Kinetic characterization of the reduction of 1-cys peroxiredoxins by ascorbate.

Abstract

Peroxiredoxins (Prx) are ubiquitous enzymes capable of degrading organic and hydrogen peroxide as well as peroxynitrite. They are classified as 1-Cys- Prxs or 2-Cys, depending on the number of cysteines involved in its catalytic cycle. In the case of most 1-Cys Prxs, the identity of biological reducing agent is still controversial. One possibility raised by our group is that ascorbate could support the peroxidase activity of 1-Cys Prx (Monteiro e col., 2007).

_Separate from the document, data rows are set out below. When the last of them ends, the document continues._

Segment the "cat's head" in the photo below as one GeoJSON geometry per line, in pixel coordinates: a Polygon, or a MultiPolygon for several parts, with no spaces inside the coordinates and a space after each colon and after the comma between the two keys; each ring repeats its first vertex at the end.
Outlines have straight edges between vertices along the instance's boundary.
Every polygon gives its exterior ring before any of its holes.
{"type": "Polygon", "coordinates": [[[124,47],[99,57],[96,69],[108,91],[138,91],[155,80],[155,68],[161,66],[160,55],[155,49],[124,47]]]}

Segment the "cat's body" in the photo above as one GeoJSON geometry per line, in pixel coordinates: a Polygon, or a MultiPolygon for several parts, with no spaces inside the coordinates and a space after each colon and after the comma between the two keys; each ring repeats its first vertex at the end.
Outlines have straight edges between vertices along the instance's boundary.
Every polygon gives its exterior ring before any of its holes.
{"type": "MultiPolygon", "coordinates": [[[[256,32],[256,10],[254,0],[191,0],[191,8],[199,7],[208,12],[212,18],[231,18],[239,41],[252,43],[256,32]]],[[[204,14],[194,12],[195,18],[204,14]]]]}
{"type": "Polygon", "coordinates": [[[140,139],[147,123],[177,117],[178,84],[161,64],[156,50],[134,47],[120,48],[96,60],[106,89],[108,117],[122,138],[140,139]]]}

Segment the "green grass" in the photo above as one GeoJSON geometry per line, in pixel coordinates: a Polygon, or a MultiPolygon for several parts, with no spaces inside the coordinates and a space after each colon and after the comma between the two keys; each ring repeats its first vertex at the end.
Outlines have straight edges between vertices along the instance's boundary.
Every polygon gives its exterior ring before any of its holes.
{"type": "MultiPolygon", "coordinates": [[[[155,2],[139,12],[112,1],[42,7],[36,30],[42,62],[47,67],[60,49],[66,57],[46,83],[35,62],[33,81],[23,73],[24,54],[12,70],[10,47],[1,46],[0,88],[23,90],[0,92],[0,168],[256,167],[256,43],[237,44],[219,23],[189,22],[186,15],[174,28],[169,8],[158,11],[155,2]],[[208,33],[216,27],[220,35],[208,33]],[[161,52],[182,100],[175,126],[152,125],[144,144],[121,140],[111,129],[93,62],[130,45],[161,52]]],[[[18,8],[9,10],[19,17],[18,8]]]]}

In this proposal, we intend to get more insights on the relevance of this pathway in biological systems. Accordingly, two strategies will be pursued: (1) determination of enzymatic parameters related to the reduction of 1-Cys Prx by ascorbate, and (2) investigate the response of lung cells to oxidative stress under conditions where the levels 1-Cys prx and / or ascorbate are inhibited. Regarding the first strategy, some in silico modeling and site directed mutations have already been performed in our laboratory (using the Rattus norvegicus Prdx6 as a model of 1-Cys Prx) and indicated the involvement of some amino acids in the reduction of 1 - Cys Prx by ascorbate. However, to proceed in the understanding of the biological relevance of this pathway is essential to quantify the reduction of 1-Cys peroxiredoxin by ascorbate. To achieve this goal, we intend to use of electrodes for hydrogen peroxide (Free Radical Analyzer 4100 from World Precision Instruments) and also by peroxixantone, a fluorescent probe based on boron that react with hydrogen peroxide producing a fluorescent product. Preliminary results indicated that the two methodologies do not suffer interference by ascorbate. Regarding the strategy (2), we intend to silence the levels of 1-Cys prx (Prdx6 in mammals) by using a procedure already established in the literature. The ascorbate levels are modulated in accordance with the addition of this vitamin in the culture medium of human cells. This control of the levels of ascorbate will be possible because humans are unable to synthesize ascorbate. Thus, separately or simultaneously inhibiting the levels of ascorbate and 1-Cys prx we can comparatively analyze the response of human lung cells to oxidative stress induced by peroxides.